Technical Level: Intermidiate

Realising the Potential of Data Whilst Preserving Privacy with EyA and Conclave from R3

There are vast gaps in data spanning industries and gathering into a high quality data lake for analysis is extremely costly and often mistakes lead to incorrect data intelligence

Data is the new gold being actively sought after by many organisations and data scientists for analytics

People and companies are more aware than ever of the issues related to privacy and sensitive data, containing personal information, intellectual property and cross border data leaking.

EyA has developed an enterprise grade platform to embrace rich data relationships using the template engine and various levels of asset associations / hierarchy. With this in mind, EyA is now developing a full data analytics platform to enable organisations and people to “loan out” suitable data for research and development purposes. This is labelled Data as a Commodity (DaaC) and this paper discusses the use case and benefits of the platform, along with how privacy is completely intact with a federated machine learning framework using Conclave from R3 built on the Intel SGX solution.

References from other EyA technologies utilised within this paper are as follows

As a prerequisite to this paper, it is suggested to read the above references in order to understand the fundamentals of this discussion.

Dynamic Relationships in Data

Due to the hierarchal nature of both the templating of EyA and parent and child, along with horizontal relationships of assets, an organic relationship between assets of many different types is formed naturally. This takes on the form of literally the impossible, a dynamic relational database growing relationships organically spanning nearly all industries and scientific disciplines injected into a distributed ledger Template Derived Relationships

Template Derived Relationships

The diagram above depicts a very simple extraction of data from templates within EyA. The actual template data is vast and would be far too much to display for this case study. One can clearly see the flow of inherited properties from lower level templates, through to those templates used in a production environment, with the properties in green being inherited from parent templates and the properties in black being unique to the current template.

Very quickly, it is possible to derive relationships both within a template block; for instance the shared properties within the life form block, thus a cow and a human both contain many identical properties (e.g, type, gender etc). However, it is also possible to see that the life form block and vehicle block contain properties derived from the lower level templates.. Thus, we are able to immediately see that during data analysis, it would be extremely simple to use relational database methods to link up the data sets.

Asset derived and associate derived data relationships

Asset Derived Relationships

In the diagram above, a very simple asset inheritance is depicted for both the plane and lorry. A common feature here is the child asset, being an engine. Within this, there is a new common property, marked in red being the engine emissions. So, with this in mind, there is now a number of relationships which can be analysed. For example, it would be possible for an emissions analyst to run complex analytics on the lifecycle of both engines using the relationships during the entire lifecycle of both engines against other asset information derived from a completely different sector, including environmental information etc. The sharing of data across two different sectors could provide key information which may reduce emissions, or prolong the life of an engine based on another engine type, or how the environment has impacted the efficiency etc.

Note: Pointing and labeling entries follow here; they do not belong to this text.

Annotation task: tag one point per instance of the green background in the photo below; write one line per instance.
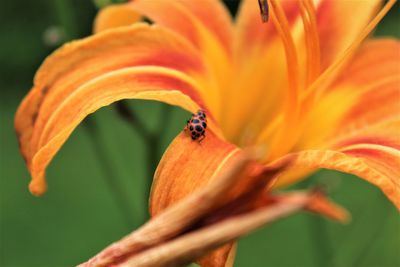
(97, 182)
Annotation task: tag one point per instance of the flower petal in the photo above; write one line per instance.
(207, 25)
(377, 164)
(333, 20)
(258, 44)
(361, 134)
(76, 69)
(188, 166)
(367, 95)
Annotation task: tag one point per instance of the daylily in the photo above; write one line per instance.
(305, 87)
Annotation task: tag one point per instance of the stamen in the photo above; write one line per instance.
(319, 86)
(312, 40)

Rather than try to source environmental data , which would be difficult to pinpoint the entire history of locations, driver type etc., the data platform of EyA is connecting the asset associations, which naturally develop complex datasets of the organic associations made during the lifecycle of anything.

Asset Association Derived Relationships

The diagram above depicts a simple, but typical set of associations for a single driver hauling a cow on their lorry. During a given journey, there would be many touch points and continuously new and of course, old associations taking place. A data scientist could derive the data of any given journey and align against data stored in EyA by a separate entity; on this occasion an organisation storing environmental data. Relationships naturally occurring through the asset associations and the common properties within the environmental asset can be joined for complex analytics.

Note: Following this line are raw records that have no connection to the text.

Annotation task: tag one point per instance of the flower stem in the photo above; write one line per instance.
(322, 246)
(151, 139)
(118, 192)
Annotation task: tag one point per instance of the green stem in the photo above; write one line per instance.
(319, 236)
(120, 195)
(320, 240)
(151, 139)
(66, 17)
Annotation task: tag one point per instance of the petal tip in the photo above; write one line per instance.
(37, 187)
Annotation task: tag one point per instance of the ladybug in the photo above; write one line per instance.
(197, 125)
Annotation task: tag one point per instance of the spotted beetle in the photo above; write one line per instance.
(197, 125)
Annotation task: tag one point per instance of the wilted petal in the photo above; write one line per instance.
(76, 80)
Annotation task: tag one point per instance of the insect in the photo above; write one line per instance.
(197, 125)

Of course, this scenario would not be useful for environmental analysis, but could be for many other cases including driver fatigue, animal welfare, tyre wear in different conditions etc.

The value of data within the EyA platform

Commoditising Data

The rich sources of data entering EyA via people and companies is what empowers the ability to derive data for analysis. As the EyA platform is completely industry agnostic, vast amounts of overlapping data are entering into the lake, but as previously discussed, common relationships are forming globally on the platform.

In order to commoditise the data, it is important firstly to have a mechanism whereby the data can be classified for use. As such a company wishing to commoditise their data within the EyA platform must enrol in the data programme and submit a request for our service to analyse their data for accuracy, cleanliness and worthiness, rather than self-electing.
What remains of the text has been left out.